Nice idea though. He's got his unique reputation from his fans.


----------



## buddyram (Jan 21, 2012)

....that's Rajni!
his fans have made him unique

*His uniqueness is his greatness - His greatness is his simple living*


----------



## KDroid (Jan 21, 2012)

lol... nice


----------



## nisargshah95 (Jan 21, 2012)

Nice idea. Great initiative...


----------



## freshseasons (Jan 21, 2012)

Rajani on internet...without one...!  I bet he could be on flight journey not needing plane. Thats Rajani for you


----------



## RahulB (Jan 21, 2012)

Very Very Cool! Simple but Great! I wonder no one has ever done it before!
BTW the implementation is very good, great speed, feels like a next generation website, very smooth!


----------



## d6bmg (Jan 21, 2012)

Nice idea. Seen & made flash sites, but idea is really cool.


----------



## krishnandu.sarkar (Jan 21, 2012)

Ya, it's really unique


----------



## vaithy (Jan 21, 2012)

If SOPA like Laws kills internet in India,perhaps we may rely on 'Rajini Power' to stay offnet?


----------



## Desmond (Jan 21, 2012)

vaithy said:


> If SOPA like Laws kills internet in India,perhaps we may rely on 'Rajini Power' to stay offnet?



lmao


----------



## Krow (Jan 21, 2012)

I'm glad it looks good and quite unlike ill-designed Indian sites. And cool concept.


----------



## Zangetsu (Jan 21, 2012)

does it download all data in 1st page load??


----------



## Vyom (Jan 21, 2012)

^^ Of course. It would be not be much, since most of the "data" would be text.


----------



## Extreme Gamer (Jan 21, 2012)

How would forums work if SOPA caused us to go Rajni-style?


----------



## Tenida (Jan 22, 2012)

Great website...nice effort by the developer


----------



## aroraanant (Jan 22, 2012)

Its not a difficult task for one to make a website like this who knows how to make flash websites.
But the thing is how it is implemented and executed
Many flash websites have been made till date but this idea of gaining publicity didn't came in anyone's mind.
This guy implement the right thing at the right place at the right time.
Really appreciate the idea and thinking of the developer.


----------



## Siddhartha_t69 (Jan 22, 2012)

Its no Rajini Power if i can't take it home and run in my computer where i don't have an intenet connection. 
Because i need internet connection to open the website initially anyways.


----------



## Extreme Gamer (Jan 22, 2012)

Guys imagine when this site grows bigger. Too much DLing.


----------



## Vyom (Jan 22, 2012)

And that's why it will never grow.


----------



## KDroid (Jan 22, 2012)

Siddhartha_t69 said:


> Its no Rajini Power if i can't take it home and run in my computer where i don't have an intenet connection.
> Because i need internet connection to open the website initially anyways.

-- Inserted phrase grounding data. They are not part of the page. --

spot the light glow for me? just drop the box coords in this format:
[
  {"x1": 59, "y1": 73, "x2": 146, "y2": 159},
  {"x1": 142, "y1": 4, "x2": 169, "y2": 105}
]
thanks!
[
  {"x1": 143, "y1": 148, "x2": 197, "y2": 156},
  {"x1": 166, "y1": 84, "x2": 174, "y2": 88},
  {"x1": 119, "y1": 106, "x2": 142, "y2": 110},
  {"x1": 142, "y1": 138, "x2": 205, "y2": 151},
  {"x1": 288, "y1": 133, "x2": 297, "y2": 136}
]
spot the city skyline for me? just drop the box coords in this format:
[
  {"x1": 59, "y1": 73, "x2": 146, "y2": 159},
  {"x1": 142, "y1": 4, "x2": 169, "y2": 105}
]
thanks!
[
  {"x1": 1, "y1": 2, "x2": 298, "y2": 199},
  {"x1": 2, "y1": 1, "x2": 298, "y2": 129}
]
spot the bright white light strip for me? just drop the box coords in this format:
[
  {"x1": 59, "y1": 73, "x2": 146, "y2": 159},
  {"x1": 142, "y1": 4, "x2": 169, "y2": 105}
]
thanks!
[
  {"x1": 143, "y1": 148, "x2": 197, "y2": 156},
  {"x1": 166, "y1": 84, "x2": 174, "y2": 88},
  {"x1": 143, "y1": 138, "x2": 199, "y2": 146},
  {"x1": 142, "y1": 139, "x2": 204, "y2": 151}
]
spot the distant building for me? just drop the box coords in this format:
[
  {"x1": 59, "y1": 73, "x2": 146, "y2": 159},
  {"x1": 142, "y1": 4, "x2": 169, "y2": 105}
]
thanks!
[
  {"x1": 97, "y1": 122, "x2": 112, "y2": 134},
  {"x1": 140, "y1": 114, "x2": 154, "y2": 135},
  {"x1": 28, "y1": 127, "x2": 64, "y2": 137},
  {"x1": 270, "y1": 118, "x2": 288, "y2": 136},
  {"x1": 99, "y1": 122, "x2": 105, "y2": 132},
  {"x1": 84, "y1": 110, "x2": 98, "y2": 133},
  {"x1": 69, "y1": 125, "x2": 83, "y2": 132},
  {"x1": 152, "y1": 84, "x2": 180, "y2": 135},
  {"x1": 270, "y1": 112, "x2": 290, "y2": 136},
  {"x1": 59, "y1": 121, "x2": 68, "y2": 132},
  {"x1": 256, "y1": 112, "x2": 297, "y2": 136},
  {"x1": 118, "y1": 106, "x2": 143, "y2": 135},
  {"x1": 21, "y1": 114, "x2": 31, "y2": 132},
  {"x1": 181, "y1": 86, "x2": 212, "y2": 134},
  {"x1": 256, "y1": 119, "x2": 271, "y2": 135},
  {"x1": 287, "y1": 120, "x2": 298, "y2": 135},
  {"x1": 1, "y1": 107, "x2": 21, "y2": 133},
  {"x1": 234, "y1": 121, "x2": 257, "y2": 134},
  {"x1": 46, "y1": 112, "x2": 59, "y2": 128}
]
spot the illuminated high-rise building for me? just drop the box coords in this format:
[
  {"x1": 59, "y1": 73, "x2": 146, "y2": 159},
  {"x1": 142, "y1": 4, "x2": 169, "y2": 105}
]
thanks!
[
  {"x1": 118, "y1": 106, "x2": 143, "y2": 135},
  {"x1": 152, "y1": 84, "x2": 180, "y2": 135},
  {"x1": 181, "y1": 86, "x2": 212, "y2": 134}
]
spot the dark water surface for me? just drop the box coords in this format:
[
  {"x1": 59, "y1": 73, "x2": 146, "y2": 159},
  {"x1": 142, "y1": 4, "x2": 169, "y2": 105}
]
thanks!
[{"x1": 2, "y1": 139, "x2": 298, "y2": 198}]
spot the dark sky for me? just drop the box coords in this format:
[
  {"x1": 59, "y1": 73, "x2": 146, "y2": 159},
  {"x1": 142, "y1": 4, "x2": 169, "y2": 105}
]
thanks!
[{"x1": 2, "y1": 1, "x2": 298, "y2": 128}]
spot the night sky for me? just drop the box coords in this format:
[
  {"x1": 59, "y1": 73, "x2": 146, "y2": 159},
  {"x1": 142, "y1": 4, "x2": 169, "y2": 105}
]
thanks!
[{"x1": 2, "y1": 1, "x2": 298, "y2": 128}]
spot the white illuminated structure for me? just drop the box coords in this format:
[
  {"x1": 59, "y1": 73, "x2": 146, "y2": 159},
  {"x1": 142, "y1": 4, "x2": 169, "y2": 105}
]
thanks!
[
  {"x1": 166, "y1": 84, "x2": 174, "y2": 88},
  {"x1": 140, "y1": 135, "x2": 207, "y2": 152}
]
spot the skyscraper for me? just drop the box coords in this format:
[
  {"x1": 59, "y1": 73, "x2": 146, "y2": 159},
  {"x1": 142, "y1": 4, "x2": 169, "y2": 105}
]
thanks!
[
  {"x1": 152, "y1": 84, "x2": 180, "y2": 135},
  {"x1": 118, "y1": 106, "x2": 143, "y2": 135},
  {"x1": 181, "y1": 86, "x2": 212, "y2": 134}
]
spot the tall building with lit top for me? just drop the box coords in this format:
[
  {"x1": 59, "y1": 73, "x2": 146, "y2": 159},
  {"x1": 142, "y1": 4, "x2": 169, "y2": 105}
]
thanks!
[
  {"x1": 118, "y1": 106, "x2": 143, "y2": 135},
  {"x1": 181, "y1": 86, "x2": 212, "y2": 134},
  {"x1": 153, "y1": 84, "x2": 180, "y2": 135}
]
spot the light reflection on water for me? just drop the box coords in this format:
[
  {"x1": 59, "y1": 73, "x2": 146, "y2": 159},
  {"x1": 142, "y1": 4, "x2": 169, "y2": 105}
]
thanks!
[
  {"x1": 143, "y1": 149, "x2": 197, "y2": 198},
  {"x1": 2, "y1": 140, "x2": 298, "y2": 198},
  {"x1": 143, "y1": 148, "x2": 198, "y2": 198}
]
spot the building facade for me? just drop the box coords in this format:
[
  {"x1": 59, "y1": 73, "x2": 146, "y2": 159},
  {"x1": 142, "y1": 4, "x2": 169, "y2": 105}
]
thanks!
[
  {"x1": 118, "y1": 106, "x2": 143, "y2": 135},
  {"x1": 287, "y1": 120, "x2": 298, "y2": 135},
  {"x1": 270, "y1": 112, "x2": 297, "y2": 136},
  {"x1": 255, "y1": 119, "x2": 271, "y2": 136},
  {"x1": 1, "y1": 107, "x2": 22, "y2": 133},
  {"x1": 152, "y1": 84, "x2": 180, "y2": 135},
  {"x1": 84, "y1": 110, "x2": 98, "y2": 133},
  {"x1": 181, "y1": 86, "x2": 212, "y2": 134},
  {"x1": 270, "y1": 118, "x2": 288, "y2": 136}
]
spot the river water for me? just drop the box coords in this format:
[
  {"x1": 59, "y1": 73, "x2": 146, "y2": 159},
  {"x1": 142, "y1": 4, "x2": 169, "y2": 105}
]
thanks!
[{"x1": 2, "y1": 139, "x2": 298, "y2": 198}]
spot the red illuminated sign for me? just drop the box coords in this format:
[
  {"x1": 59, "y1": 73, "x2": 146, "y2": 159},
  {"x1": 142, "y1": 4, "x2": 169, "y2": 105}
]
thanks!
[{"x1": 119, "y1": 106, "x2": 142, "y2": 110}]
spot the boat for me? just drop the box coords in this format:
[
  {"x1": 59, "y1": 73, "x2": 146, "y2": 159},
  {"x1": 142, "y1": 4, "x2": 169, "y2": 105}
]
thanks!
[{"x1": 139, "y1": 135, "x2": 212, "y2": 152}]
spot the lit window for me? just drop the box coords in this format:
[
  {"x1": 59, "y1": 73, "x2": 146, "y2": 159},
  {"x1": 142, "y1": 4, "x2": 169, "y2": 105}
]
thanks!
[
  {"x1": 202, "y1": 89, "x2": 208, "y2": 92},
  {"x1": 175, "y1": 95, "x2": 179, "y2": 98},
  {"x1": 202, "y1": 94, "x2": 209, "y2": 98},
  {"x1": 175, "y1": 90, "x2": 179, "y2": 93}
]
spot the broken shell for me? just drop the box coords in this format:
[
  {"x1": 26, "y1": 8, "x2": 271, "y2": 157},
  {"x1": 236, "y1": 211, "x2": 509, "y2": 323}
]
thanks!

Ooh! We thought it was some kind of magical Rajni Power.


----------



## Siddhartha_t69 (Jan 26, 2012)

KDroid said:


> Ooh! We thought it was some kind of magical Rajni Power.



One cannot simply misuse THE Rajini Brand. Its a cheat. Imagine what would happen if Rajini finds out.


----------



## Vyom (Jan 26, 2012)

Siddhartha_t69 said:


> One cannot simply misuse THE Rajini Brand. Its a cheat. Imagine what would happen if Rajini finds out.



You think he doesn't know already!


----------



## Siddhartha_t69 (Jan 27, 2012)

OMG! That means this forum is history already, and we don't even know what happened.


----------



## abhidev (Jan 27, 2012)

well implemented Idea...i must say...nicely done!!!


----------



## mitraark (Jan 27, 2012)

Really Good thinking by the person(s) who came up with the idea. 

Instead of saying "Nothing new i know how this works" , lets appricieate them for coming up with the concept first.


----------



## patrick4 (Jan 27, 2012)

i am going to report this to rajini 


******* Internet Access policy restricts access to this web page at this time. 

Reason: 
 The category "Personals and Dating" is filtered.


----------



## PraveenPravi (Jan 27, 2012)

what an idea!


----------



## Prime_Coder (Jan 27, 2012)

patrick4 said:


> i am going to report this to rajini
> 
> 
> ******* internet access policy restricts access to this web page at this time.
> ...



lol.


----------



## Prime_Coder (Apr 10, 2012)

Hello everybody, here is another LOL trick that I have found out on Rajanikant.
Have you tried it before this:



> Go to Google. Type 'How to kill Rajnikanth'.
> 
> Click on the 1st link of search results.


----------



## Desmond (Apr 10, 2012)

Hmmm....looks like someone is trying to cash in on the Rajnikanth phenomenon. Look at the ads.


----------



## Faun (Apr 10, 2012)

Rajnikant jokes are getting lame now.


----------



## Desmond (Apr 10, 2012)

Spoiler



Rajnikant himself is getting lame now.



Spoiler



What you gonna do? Kill me for that?





_Posted via Mobile Device_


----------



## CommanderShawnzer (Apr 10, 2012)

DeSmOnD dAvId said:


> Spoiler
> 
> 
> 
> ...





Spoiler



south indians will kill you for that


Spoiler


----------



## Theodre (Apr 16, 2012)

He likes to keep his unique identity wherever he goes, even in the internet


----------



## mrintech (Apr 16, 2012)

Spoiler



gmail@rajnikanth.com


----------



## Desmond (Apr 17, 2012)

Not amused anymore 
_Posted via Mobile Device_


----------